Wertschätzung und Respekt öffnet alle Türen
Auf Grund der hohen Machtdistanz in Indien, wo Ungleichheit unter den Menschen in vielerlei Hinsicht erwartet wird und auch erwünscht ist, bleiben Ihnen als Outsider im wahrsten Sinne des Wortes viele Türen verschlossen und die dazu gehörigen Informationen verborgen. Es sei denn, Sie werden selbst zum In(d)sider. Wenn Sie hier „Land gewinnen wollen“, dann wird es eine Ihrer wichtigsten Managementaufgaben sein, sich auf allen Ebenen Vertrauen zu schaffen und Ihren indischen Mitarbeitern und Partnern gegenüber stets Achtung und Respekt zu zeigen.
Wenn es darum geht, Zugang zu allen Schichten der Gesellschaft zu bekommen, haben Ausländer im Gegensatz zu Indern sogar einen entscheidenden Vorteil! Denn als Nicht-Inder sind wir ja nicht in der komplexen indischen Hierarchie versponnen und wir haben aufgrund unseres spezifisch europäischen Hintergrunds auch keine Probleme, mit Angehörigen der unteren Hierarchien emphatisch und wertschätzend in Beziehung zu treten. Auf der Basis eines solchen Vertrauensverhältnisses gibt es in Indien keine Geheimnisse und Sie werden sich wundern, was Sie alles erfahren!
Verstehen Sie das bitte keinesfalls als Aufruf zur Industriespionage! Dies ist eine legitime Möglichkeit, über informelle Kanäle an wichtige Informationen zu kommen, welche Ihnen im offiziellen Rahmen vorenthalten wurden. Auf diese Weise stellen Sie nur eine gewisse Chancengleichheit her.
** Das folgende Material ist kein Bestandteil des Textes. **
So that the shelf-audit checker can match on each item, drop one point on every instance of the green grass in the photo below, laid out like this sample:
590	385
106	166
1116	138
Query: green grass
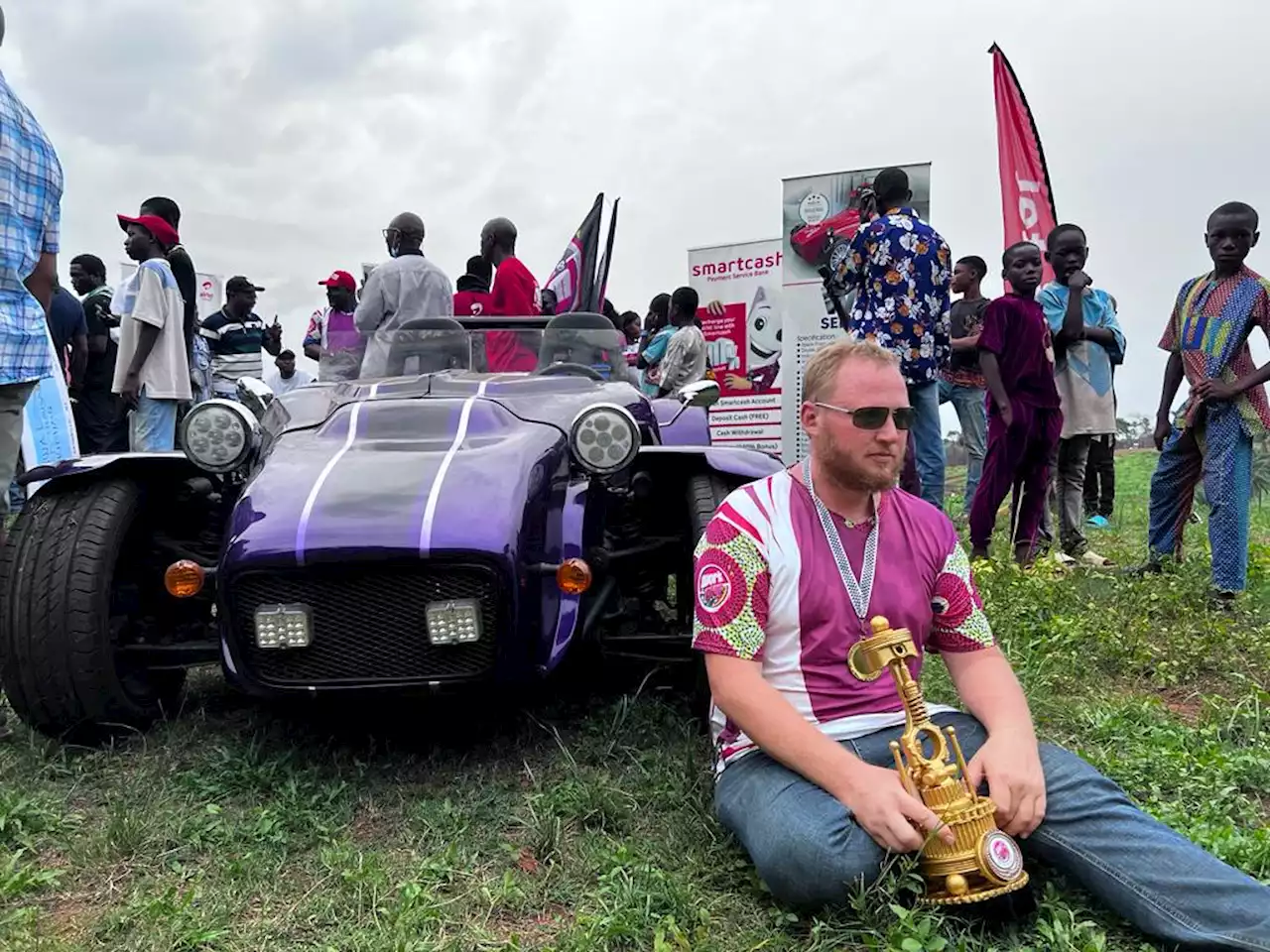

Praktischer Nutzen in allen Geschäftsbereichen
Dieser Zugang zu informellen Informationen ist Ihre Lebensversicherung in Indien wird Ihnen in allen Bereichen nutzen. Hier einige Beispiele:
- Personalsuche: Es wäre ganz besonders in Indien nicht zu verantworten, einen neuen Mitarbeiter einzustellen, ganz gleich auf welcher Ebene, ohne ihn vorher einem gründlichen Background-Check zu unterziehen. Durch unparteiische Dritte können Sie sich Kontakt zu Arbeitskollegen und Vorgesetzten verschaffen und all das herausfinden, was nicht im Lebenslauf steht und im Bewerbungsgespräch nicht zur Sprache kam. Das Gleiche gilt natürlich auch für die Suche nach einem geeigneten Vertriebspartner.
- Vertrieb: Wirklich geschickte Vertriebsmitarbeiter beherrschen die Kunst, in informellen Gesprächen außerhalb der Firma herauszufinden, ob die besprochenen Vertriebschancen auch tatsächlich existieren und was für einen glücklichen Abschluss noch notwendig ist. Wenn trotz einer vollen Sales-Pipeline am Ende doch nur sehr wenige Projekte wirklich gewonnen werden, wird es Zeit, durch vertrauenswürdige Dritte beim potentiellen Kunden in Erfahrung zu bringen, warum es denn mit dem Abschluss nicht klappt. Ein angeblich zu hoher Preis ist da meist nur eine billige Ausrede.
- Behörden: Selbst mit Behörden sind informelle Gespräche möglich und können Klarheit bringen – selbstverständlich ohne sich in die Tiefen der Korruption zu begeben. Ganz im Gegenteil! Denn wenn Korruption im Raum steht, ist das ein Zeichen, dass man mit der falschen Person spricht.
- Krisenmanagement: Besonders wichtig und im Grunde unvermeidbar ist der inoffizielle Weg immer dann, wenn es darum geht, komplexe Probleme zu lösen oder Konflikte zu vermeiden. In einem persönlichen Gespräch auf Augenhöhe gibt es keine Tabus und wichtige Dinge können offen an- und ausgesprochen werden. Hier kommt Ihnen das große Harmoniebedürfnisse der Inder entgegen: In einem Umfeld von Vertrauen und Wertschätzung werden sie immer die Chance ergreifen, mit Ihnen auf gleicher Ebene zu kommunizieren und ihren persönlichen Standpunkt offen mit Ihnen zu teilen.